23 septiembre 2022

Los placeres solitarios


La primera radio me la regaló mi tía. Una radio chiquitita y blanca, con la que escuchaba en las noches de invierno El loco de la colina y los programas matinales de los sábados; allí en mi niñez con un auricular mono color carne y entre las sábanas de mi camita de noventa, enfundado en el ya raído esquijama amarillo y azul. Después pasó mucho tiempo en los que me sedujo la novedad de la infinidad de canales de la tele y sus hipnóticos y coloridos anuncios. Parecía que el video mataría a la estrella de la radio, pero lejos de que muera nadie, al final todo se va amontonando y agrandando el abanico de fuentes de información y entretenimiento. Si te digo la verdad ya no me seduce nada la tele, con su algarada de gente haciendo el ridículo por dinero, enredada en debates estériles y en polémicas artificiales; cuando no intentando hacerte papilla el cerebro para que te vuelvas un idiota como ellos.
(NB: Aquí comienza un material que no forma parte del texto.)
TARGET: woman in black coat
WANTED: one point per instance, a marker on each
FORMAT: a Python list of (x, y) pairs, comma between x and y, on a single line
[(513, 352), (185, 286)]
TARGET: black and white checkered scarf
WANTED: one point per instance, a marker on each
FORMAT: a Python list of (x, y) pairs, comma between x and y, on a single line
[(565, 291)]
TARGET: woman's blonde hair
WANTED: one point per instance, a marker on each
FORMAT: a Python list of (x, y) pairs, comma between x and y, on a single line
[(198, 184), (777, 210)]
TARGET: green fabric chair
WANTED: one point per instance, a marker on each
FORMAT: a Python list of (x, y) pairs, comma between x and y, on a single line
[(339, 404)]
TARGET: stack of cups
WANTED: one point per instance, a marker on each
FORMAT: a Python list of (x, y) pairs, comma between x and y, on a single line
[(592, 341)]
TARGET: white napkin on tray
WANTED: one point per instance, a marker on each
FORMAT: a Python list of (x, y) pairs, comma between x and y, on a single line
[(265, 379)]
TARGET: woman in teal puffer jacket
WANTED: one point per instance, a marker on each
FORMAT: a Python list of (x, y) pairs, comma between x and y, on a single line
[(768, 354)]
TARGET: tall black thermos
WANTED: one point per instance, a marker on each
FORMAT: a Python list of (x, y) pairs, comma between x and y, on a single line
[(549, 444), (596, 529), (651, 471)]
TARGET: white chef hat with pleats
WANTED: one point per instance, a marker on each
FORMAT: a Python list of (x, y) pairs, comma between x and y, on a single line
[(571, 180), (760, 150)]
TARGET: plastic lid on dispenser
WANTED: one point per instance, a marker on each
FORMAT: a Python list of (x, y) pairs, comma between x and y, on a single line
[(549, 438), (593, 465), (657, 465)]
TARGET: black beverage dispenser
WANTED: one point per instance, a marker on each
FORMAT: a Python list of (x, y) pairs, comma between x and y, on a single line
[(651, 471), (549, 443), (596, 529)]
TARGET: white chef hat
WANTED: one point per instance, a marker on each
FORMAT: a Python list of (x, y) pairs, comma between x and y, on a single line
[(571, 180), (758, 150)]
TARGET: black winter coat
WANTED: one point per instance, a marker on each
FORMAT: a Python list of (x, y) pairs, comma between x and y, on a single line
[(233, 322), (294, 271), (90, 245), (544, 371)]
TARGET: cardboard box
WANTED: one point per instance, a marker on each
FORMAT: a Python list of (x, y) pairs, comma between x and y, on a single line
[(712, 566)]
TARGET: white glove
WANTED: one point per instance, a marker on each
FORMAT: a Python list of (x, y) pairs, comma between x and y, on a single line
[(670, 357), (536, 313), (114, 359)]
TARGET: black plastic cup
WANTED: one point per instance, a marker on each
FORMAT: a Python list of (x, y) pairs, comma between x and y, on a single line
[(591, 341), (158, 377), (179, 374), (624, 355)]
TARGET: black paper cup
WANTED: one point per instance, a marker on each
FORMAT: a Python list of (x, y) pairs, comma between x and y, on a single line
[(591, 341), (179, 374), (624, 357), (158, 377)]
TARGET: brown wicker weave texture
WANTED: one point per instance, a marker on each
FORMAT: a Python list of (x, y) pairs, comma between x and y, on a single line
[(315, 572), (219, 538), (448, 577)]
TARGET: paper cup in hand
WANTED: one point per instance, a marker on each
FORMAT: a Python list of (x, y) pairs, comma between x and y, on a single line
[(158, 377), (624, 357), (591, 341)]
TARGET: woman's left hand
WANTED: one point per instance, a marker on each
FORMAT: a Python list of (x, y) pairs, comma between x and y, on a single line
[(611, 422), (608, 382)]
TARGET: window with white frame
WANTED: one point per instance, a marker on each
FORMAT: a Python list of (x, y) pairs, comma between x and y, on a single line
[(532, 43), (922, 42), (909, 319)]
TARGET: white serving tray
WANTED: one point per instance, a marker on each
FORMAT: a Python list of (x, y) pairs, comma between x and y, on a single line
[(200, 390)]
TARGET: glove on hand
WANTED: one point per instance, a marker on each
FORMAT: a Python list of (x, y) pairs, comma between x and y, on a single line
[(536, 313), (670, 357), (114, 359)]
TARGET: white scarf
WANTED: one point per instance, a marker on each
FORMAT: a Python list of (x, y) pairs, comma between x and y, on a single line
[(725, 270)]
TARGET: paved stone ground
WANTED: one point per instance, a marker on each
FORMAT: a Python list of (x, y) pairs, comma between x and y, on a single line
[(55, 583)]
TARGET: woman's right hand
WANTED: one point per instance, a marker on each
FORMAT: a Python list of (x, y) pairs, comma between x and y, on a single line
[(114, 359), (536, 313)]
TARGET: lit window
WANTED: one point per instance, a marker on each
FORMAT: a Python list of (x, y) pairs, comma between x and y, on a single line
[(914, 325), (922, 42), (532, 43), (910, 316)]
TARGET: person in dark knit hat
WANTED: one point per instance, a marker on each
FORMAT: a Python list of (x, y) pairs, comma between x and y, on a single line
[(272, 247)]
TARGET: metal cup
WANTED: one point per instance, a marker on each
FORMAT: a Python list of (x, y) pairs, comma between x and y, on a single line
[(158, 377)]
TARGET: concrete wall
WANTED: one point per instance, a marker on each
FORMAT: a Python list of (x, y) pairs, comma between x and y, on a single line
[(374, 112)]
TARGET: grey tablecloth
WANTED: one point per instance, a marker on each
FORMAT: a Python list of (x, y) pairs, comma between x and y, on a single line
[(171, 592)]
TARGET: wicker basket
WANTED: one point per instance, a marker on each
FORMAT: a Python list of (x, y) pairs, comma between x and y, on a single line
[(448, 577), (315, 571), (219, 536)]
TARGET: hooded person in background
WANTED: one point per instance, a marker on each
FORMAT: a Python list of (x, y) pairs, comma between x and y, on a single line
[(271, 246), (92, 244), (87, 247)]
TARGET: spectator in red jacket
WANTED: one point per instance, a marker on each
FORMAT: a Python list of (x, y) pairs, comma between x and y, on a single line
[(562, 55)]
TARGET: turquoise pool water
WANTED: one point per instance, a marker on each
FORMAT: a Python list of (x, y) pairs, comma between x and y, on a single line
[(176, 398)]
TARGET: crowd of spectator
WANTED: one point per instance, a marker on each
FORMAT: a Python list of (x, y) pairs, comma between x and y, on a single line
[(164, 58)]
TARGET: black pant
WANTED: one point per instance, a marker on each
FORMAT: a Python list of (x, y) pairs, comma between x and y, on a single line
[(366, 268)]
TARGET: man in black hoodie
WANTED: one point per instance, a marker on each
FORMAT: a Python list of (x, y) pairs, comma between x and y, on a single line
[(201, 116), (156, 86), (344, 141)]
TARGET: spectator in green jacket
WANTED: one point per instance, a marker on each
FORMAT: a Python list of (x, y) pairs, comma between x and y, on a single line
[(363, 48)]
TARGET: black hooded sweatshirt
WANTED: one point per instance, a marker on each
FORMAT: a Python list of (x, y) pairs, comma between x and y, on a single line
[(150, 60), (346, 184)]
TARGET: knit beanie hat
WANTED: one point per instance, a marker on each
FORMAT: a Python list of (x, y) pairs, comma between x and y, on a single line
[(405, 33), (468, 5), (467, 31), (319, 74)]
Y encima todo interrumpido con interminables intermedios en los que ya se te olvida lo que estabas viendo ni de lo que se hablaba y preguntándote cómo pudiste hacerte esto a ti, dejándote embaucar por ese circo patético.

Por eso si me dan a elegir (como dice la canción) ahora, a la vuelta de los años, me quedo con la radio, que tiene la virtud de acompañarte sin engullirte; que me acompaña diligente en mi camino al trabajo, en mis largas tardes de verano, en mis paseos solitarios, en mis sudorosas carreras hacia ninguna parte y en mi denodada lucha por llenar de vez en cuando los ya inevitables vacíos de la existencia. Ahora que todos hablan sin decir, ahora que todo se ha vuelto ruido ahí fuera, aún tenemos la posibilidad de sintonizar la radio para que se pose a nuestro lado como un animalillo fiel; y que nos cuente cosas, que interprete la banda sonora de nuestro viaje y nos susurre secretos que desconocíamos. Mientras, nosotros nos sorprendemos de pronto sonriendo ante una ocurrencia, aprobando cualquier acertada frase que se diga, dejándonos llevar por su preciada compañía; escuchando atentamente unas veces; y otras, atrapados de nuevo por nuestro ruido interno y nuestro cansino soliloquio. Pero ella seguirá sin ofenderse, lanzando al aire su sinfonía eterna y generosa, y dispuesta siempre para que la enciendas cuando necesites a alguien a tu lado; alguien que te acompañe, sí, pero que también respete escrupulosamente tu personalísimo e intransferible derecho a la soledad.